Met de rechtbank wordt geoordeeld dat het Uwv een zorgvuldig medisch onderzoek heeft verricht en dat er geen aanleiding is om te twijfelen aan de voor appellant vastgestelde belastbaarheid, zoals weergegeven in de FML van 22 juli 2016. Hiertoe wordt overwogen dat appellant zowel door de verzekeringsarts als de verzekeringsarts bezwaar en beroep is gezien. De verzekeringsarts bezwaar en beroep heeft de door appellant overgelegde medische stukken van NOAGG, te weten een behandelplan van 30 november 2015, een rapport van 4 februari 2016 van een psychiatrisch onderzoek en de in 3.1 vermelde brief van 30 maart 2016, betrokken bij de beoordeling in bezwaar.

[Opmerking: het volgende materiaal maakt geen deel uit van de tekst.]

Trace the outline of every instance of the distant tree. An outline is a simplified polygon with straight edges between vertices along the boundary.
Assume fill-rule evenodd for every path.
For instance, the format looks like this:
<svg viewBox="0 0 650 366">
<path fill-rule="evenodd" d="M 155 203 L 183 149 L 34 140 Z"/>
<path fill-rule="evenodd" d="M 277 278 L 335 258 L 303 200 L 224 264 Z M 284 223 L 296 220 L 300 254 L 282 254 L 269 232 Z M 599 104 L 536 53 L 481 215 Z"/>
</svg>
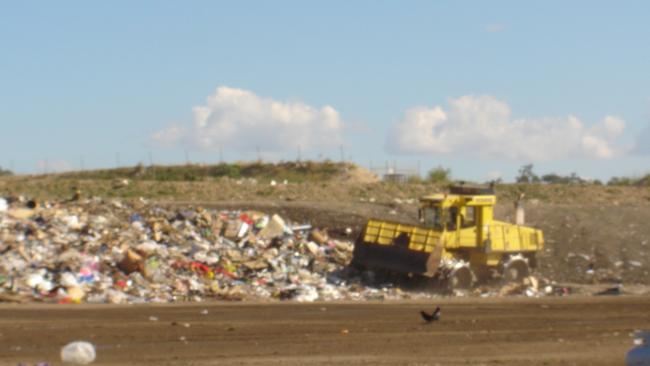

In de brief van 30 maart 2016 is vermeld dat bij appellant sprake is van een depressieve stoornis, eenmalige episode, matig. De verzekeringsarts bezwaar en beroep heeft in het rapport van 22 juli 2016 toegelicht dat, hoewel de psycholoog spreekt van een depressieve stoornis, de somberheidsklachten gezien kunnen worden als reactief op verlies aan werk en gebrek aan zinvolle dagbesteding. Bij het eigen onderzoek heeft de verzekeringsarts bezwaar en beroep geen aanwijzingen gezien voor een depressieve stoornis in engerere zin; er is geen evident sombere stemming en het affect moduleert enigszins. Gelet hierop heeft de verzekeringsarts bezwaar en beroep geen aanleiding gezien om beperkingen aan te nemen op de beoordelingspunten 1 tot en met 8 in de rubriek persoonlijk functioneren. Hierbij heeft de verzekeringsarts bezwaar en beroep vermeld dat bij eigen onderzoek geen beperkingen worden gezien, vooral niet wat betreft aandacht en geheugen. Wat appellant in hoger beroep heeft aangevoerd geeft geen aanleiding om te twijfelen aan de juistheid van deze conclusies van de verzekeringsarts bezwaar en beroep. Hiertoe wordt overwogen dat het in dit geding gaat om de medische situatie van appellant per 29 maart 2016. De in 3.1 vermelde brieven van 1 februari 2017 en van
3 december 2018 dateren van ruim na de datum in geding en bevatten geen nieuwe medische informatie over de gezondheidssituatie van appellant ten tijde van de datum in geding. In deze brieven is als diagnose vermeld dat bij appellant sprake is van een depressieve stoornis, recidiverend, met psychotische kenmerken. Vergeleken met de brief van 30 maart 2016 lijkt uit de brieven van 1 februari 2017 en 3 december 2018 een verslechtering van de psychische situatie van appellant naar voren te komen. Hiermee kan bij de beoordeling in dit geding, waar het gaat om de medische situatie per 29 maart 2016, echter geen rekening worden gehouden. Nu er geen aanknopingspunten zijn voor twijfel aan de FML van 22 juli 2016 bestaat er geen aanleiding voor het benoemen van een deskundige, zoals appellant ter zitting heeft verzocht. Ten overvloede wordt opgemerkt dat appellant zich bij een toename van zijn psychische klachten toegenomen arbeidsongeschikt kan melden bij het Uwv.
4.3.
Uitgaande van de juistheid van de door het Uwv vastgestelde belastbaarheid van appellant, zoals weergegeven in de FML van 22 juli 2016, wordt de rechtbank ook gevolgd in haar oordeel dat voldoende is gemotiveerd dat de aan de schatting ten grondslag gelegde functies in medisch opzicht voor appellant geschikt zijn.
4.4.
Uit wat is overwogen in 4.2 en 4.3 volgt dat het hoger beroep niet slaagt. De aangevallen uitspraak zal worden bevestigd.
5. Voor een veroordeling in de proceskosten bestaat geen aanleiding.

BESLISSING

De Centrale Raad van Beroep bevestigt de aangevallen uitspraak.
Deze uitspraak is gedaan door S. Wijna, in tegenwoordigheid van C.I. Heijkoop als griffier. De beslissing is uitgesproken in het openbaar op 27 november 2019.